When COVID-19 struck in Nigeria in 2020, the country went into lockdown. As the virus overwhelmed systems for health, many clinical facilities were swiftly turned into COVID-19 isolation centers, displacing the delivery of other lifesaving health services, including those for HIV, TB and malaria. But some important lessons were learned and now, the country is seeing better results than ever.
We spoke with Dr. Gambo Aliyu, the Director-General of the National Agency for the Control of AIDS (NACA), a Principal Recipient of the Global Fund that coordinates the activities and programs to fight HIV/AIDS in Nigeria.
When we talk about the impact of COVID-19 on HIV, tuberculosis and malaria, we usually think about the lockdown period, and the disruption of services… However, I would like to look at the impact of HIV on COVID-19 first, before looking at the impact of COVID-19 on HIV. What do I mean by that? Without the HIV infrastructure first in place, I don’t know how Nigeria would have handled COVID-19, I don’t know where Nigeria would have been by now.
The sample transfer system on the ground, the supply chain system, the 27 polymerase chain reaction (PCR) laboratories that we had for HIV, the human resources that we had at the facility level to provide health services, as well as around 25,000 community volunteers and community workers that were trained and were providing services for HIV – all these were deployed to support the COVID-19 response, and Nigeria hit the ground running. For instance, with these 27 laboratories, we created a shift mechanism: during the day, we run HIV samples, and overnight, we run COVID-19 samples. We also created a parallel sample transfer system for COVID-19, as a replica of what we have for HIV. So, this is how HIV infrastructure has helped manage COVID-19.

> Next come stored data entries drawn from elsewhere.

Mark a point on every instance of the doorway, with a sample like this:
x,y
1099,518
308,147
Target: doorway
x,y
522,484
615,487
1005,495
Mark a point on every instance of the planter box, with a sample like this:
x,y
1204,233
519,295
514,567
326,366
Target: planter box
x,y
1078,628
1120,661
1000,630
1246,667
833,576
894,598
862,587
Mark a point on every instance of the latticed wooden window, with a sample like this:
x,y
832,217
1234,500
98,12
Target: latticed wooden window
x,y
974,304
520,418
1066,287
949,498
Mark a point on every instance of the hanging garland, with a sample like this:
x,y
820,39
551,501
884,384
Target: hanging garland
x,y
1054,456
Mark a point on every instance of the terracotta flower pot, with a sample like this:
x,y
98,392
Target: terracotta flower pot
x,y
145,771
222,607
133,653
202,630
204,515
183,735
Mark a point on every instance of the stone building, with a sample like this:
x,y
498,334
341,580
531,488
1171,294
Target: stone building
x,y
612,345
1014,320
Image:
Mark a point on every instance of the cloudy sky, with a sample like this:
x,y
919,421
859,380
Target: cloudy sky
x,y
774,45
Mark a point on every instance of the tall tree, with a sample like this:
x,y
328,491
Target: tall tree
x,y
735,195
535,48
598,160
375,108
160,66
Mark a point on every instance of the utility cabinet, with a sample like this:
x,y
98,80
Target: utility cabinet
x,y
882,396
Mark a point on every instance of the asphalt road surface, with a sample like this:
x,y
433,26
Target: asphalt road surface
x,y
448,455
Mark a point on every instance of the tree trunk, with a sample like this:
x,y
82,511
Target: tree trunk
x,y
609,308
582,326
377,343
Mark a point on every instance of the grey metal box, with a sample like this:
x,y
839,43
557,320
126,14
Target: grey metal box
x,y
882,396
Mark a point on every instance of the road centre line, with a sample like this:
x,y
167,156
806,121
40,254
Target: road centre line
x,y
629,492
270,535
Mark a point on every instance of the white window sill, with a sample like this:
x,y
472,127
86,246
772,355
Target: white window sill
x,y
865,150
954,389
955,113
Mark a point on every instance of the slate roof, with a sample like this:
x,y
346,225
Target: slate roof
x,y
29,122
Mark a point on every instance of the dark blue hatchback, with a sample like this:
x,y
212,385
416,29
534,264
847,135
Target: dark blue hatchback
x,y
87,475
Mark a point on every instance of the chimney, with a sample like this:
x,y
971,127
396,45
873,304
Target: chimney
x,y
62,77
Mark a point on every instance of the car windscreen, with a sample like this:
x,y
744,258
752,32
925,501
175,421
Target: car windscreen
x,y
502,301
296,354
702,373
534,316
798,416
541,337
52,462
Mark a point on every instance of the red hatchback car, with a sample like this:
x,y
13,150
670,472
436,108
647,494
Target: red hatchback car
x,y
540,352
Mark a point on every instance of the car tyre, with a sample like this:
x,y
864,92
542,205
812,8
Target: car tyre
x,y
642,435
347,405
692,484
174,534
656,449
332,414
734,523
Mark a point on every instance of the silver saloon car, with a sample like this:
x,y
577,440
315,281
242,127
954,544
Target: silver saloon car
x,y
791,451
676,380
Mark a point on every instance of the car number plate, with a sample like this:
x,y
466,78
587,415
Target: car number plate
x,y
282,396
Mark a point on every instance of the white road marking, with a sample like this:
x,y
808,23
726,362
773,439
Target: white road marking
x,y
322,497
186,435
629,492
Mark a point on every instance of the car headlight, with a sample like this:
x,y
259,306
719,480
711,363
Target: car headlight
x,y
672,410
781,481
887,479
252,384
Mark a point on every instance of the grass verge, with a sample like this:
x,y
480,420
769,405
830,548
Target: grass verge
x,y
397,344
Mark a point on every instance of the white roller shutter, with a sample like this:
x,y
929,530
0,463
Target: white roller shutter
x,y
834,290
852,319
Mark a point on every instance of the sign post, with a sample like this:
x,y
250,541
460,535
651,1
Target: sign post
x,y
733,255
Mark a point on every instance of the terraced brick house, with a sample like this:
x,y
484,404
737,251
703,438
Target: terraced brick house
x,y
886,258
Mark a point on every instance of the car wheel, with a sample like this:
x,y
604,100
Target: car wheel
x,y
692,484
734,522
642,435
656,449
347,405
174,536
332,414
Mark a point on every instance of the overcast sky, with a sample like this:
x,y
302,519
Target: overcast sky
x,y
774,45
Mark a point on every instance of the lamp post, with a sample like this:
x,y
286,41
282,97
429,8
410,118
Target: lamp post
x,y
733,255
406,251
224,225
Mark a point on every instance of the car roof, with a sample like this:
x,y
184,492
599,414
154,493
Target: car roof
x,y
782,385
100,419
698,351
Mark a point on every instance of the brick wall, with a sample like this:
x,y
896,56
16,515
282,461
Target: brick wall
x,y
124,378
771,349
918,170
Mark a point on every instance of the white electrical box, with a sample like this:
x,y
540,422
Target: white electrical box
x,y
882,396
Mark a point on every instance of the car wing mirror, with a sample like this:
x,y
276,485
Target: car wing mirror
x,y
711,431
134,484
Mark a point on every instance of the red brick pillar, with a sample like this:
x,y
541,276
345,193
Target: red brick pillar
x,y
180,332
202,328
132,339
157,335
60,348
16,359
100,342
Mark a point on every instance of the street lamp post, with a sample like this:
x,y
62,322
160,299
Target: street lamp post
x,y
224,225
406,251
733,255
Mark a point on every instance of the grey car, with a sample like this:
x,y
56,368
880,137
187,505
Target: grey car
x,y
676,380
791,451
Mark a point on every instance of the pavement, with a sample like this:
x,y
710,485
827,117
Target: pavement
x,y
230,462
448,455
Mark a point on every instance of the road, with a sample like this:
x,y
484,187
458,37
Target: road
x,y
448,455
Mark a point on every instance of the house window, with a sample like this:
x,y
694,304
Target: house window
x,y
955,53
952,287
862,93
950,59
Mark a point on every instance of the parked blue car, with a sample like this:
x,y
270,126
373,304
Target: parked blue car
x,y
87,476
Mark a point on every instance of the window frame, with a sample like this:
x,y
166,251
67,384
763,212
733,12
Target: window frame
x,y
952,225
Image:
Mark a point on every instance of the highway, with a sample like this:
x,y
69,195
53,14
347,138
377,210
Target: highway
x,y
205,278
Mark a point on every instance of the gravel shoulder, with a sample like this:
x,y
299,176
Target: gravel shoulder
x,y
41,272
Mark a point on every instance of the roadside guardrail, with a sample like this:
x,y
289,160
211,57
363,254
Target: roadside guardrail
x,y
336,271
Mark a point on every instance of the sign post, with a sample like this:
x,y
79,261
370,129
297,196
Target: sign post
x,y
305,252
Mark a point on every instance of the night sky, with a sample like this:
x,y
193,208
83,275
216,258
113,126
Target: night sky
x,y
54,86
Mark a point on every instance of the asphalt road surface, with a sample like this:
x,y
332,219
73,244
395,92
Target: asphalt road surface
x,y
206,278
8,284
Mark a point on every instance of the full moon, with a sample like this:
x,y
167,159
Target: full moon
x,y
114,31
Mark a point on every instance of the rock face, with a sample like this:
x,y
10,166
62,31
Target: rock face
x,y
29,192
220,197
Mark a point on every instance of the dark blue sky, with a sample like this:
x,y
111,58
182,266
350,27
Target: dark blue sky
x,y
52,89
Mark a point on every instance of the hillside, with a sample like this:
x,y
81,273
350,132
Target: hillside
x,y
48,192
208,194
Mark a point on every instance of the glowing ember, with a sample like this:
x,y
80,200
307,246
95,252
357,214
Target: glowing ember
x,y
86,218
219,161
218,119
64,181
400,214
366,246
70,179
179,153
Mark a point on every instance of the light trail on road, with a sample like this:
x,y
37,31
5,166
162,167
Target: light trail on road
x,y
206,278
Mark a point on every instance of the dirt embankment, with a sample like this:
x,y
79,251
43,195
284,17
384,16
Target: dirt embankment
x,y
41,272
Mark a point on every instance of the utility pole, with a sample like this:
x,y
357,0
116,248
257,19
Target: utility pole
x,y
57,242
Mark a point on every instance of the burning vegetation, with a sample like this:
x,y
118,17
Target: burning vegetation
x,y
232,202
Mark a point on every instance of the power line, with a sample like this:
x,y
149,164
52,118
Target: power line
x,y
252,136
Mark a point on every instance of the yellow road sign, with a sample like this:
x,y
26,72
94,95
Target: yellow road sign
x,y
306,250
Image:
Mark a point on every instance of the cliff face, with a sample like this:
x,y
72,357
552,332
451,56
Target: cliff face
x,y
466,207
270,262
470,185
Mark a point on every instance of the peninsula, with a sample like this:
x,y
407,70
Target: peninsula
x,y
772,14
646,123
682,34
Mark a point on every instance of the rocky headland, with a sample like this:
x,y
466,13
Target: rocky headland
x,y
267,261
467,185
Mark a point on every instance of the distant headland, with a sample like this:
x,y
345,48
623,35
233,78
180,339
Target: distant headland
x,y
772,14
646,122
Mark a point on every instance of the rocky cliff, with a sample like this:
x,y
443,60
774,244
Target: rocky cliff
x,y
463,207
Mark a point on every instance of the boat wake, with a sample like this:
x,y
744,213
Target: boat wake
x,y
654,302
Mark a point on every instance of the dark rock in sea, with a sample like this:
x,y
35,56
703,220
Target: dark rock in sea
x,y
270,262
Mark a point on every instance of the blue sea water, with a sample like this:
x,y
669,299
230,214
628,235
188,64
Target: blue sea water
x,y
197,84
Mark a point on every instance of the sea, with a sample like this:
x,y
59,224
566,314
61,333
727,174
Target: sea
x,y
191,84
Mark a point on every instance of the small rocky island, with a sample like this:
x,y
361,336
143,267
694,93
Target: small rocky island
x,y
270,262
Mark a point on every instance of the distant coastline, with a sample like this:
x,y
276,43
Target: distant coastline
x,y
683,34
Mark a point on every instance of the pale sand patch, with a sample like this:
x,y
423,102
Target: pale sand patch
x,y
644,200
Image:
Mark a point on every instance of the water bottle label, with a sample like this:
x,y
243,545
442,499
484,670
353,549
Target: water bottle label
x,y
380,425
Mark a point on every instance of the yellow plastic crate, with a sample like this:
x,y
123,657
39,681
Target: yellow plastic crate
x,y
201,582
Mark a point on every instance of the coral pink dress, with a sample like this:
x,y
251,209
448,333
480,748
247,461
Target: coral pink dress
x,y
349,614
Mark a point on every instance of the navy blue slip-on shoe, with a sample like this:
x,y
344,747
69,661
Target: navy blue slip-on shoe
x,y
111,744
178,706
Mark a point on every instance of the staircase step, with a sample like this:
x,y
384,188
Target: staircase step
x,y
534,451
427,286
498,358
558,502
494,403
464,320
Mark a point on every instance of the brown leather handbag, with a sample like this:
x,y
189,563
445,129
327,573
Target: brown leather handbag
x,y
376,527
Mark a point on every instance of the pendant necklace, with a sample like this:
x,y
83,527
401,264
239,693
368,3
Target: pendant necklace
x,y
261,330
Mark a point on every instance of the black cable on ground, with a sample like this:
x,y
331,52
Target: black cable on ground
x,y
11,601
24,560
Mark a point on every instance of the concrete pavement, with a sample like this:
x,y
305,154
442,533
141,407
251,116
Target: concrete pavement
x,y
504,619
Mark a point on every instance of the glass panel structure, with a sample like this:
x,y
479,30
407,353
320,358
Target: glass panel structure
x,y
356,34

We realized that we could not continue to support COVID-19 at the expense of HIV services. Something had to give. Because the health facilities were devoid of patients and some of the facilities had become COVID-19 referral centers and isolation centers, HIV programming had to forcibly move to the community. So now this is what we learned that helped the HIV response greatly in this country: when we decided to move to the community, we decided to move to integrated services. Integrating health services means that when community health workers are out looking for cases of COVID-19, they are also looking for cases of HIV and TB.
Community health workers went door-to-door, offering COVID-19, HIV and TB services, informing people about the diseases and referring likely cases to get tested. If someone had a cough for instance, they would be referred to test for COVID-19 and TB. Our community health workers and our volunteers were also telling people the importance of knowing their HIV status and the likelihood of having a more serious impact from COVID-19 – if you get COVID-19 and you have HIV, it could be devastating. So that really helped, and people responded and developed an interest in knowing their HIV status and doing something about it.
This integrated approach has proven to be a phenomenal success. The fact that people have services within their reach, closer to them, through door-to-door visits, meant that we could achieve greater coverage for health services, and the proactive outreach from community health workers helped to fight stigma and dispel misinformation. People now have the possibility to know their HIV status, and those who have HIV, we refer them for treatment. So knowing this has motivated more people to participate and get tested, now that they have the opportunity of having services close to their doorstep and can interact with the health workers, I think that has helped greatly.
And the results speak for themselves. I can say that for HIV, by July 2020 we were back where we were pre-COVID-19 in terms of case identification. By the end of 2020, the results far exceeded expectations. We look back and see the impact of our case identification especially at the community level, and it was phenomenal. There are an estimated 1.8 million people living with HIV in Nigeria, and finding them is important to enroll them into treatment. On average, before COVID-19, we were identifying barely 50-60,000 individuals in a year. However, over the last 18 months, by working through integrated community systems, we have identified 350,000 individuals that have HIV and referred them to treatment, bringing the total number of people identified to 1.6 million. So this effectively brought us closer to controlling HIV in Nigeria.
With support from the Global Fund’s COVID-19 Response Mechanism (C19RM), Nigeria’s systems for health have been strengthened and are now better prepared to respond to outbreaks. The laboratory system has expanded from 27 laboratories that can run polymerase chain reaction (PCR) tests to almost 100 nationwide, including at least one in each state. The sample transfer and storage system is now coordinated across the whole country, and the number of trained laboratory technicians has quadrupled, which is a critical asset, not only for COVID-19 but also for other diseases. We are strengthening our oxygen supply and capacity too, fixing oxygen plants nationwide and building new ones.
The Global Fund’s support is something that, as a country, we have cherished so much because it is positioning us now to help build infrastructure and strengthen the health systems in terms of future epidemic preparedness beyond COVID-19. But above all, what we have learned that works above everything is the integrated services. Going out there to the community to provide integrated services, this is a lesson that we have learned and adopted, and we are moving forward with it.